Joseph Percoco, a South Salem resident, was found guilty of two counts of conspiracy to commit honest services wire fraud and one count of solicitation of bribes or gratuities.
He was acquitted of two extortion charges in March related to his acceptance of $300,000 in bribes to benefit Competitive Power Ventures, an energy company that sought to build the power plant in the Hudson Valley.
He was cleared of any wrongdoing related to the Syracuse-based COR Development, which had received several sizable state projects.
According to multiple reports, letters of support have flooded Manhattan federal court by several former members of the Cuomo administration on behalf of Percoco, though the governor himself has not come forward in his defense.
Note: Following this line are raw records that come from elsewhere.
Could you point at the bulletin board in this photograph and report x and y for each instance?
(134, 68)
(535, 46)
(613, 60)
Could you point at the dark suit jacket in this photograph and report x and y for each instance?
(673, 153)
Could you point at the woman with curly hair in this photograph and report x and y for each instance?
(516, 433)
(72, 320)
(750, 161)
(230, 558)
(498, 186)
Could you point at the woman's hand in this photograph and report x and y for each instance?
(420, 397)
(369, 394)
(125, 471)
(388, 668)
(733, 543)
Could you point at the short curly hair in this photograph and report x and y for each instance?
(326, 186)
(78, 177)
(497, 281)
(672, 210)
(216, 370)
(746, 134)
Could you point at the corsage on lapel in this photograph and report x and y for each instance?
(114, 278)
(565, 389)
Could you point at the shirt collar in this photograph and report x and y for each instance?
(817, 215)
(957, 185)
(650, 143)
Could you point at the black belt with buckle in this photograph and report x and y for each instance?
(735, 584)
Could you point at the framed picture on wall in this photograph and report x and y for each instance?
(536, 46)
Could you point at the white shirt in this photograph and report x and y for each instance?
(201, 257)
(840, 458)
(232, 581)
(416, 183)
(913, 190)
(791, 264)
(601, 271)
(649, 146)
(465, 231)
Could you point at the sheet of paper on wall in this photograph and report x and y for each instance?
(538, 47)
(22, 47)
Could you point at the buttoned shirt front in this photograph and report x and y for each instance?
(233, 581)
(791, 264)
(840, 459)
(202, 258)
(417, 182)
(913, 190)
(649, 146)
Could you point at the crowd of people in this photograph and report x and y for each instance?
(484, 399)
Politico reported that more than 150 pages of letters from friends, family, rabbis and lobbyists have been sent to the court imploring the judge for a light sentence.
Percoco had been scheduled to be sentenced on June 6, but that has been postponed until Aug. 10. He remains free on bail. He will face up to 50 years in prison when he is sentenced.
The bribes were arranged by Todd Howe, another former aide, infamous lobbyist, and close friend of Cuomo, according to court papers. Howe was grilled by the defense team for several days of the trial during cross-examination, leading to his arrest after he violated the terms of an agreement of his plea bargain.
During cross-examination, Howe admitted to attempting to defraud a Manhattan hotel of $600, violating his plea, leading to the revocation of his bail on late in the trial, which began on Jan. 22. Howe admitted in court that in 2016, while in Manhattan to meet with prosecutors, he attempted to get his bank to remove the charge from his bill.
On the stand during the trial, Howe said that Percoco called the money he received in the “pay-to-play” scheme “ziti,” stating it was a reference to “The Sopranos,” according to a New York Post report. According to the report, before Howe took the stand, prosecutors unsuccessfully lobbied to play a clip from the popular HBO show before he testified.
The defense team repeatedly attacked Howe's credibility during cross-examination, showcasing how the lobbyist embezzled money, lost a near million dollar home for failure to make mortgage payments and has led schemes to defraud friends, co-workers, employees and family members over the past two decades.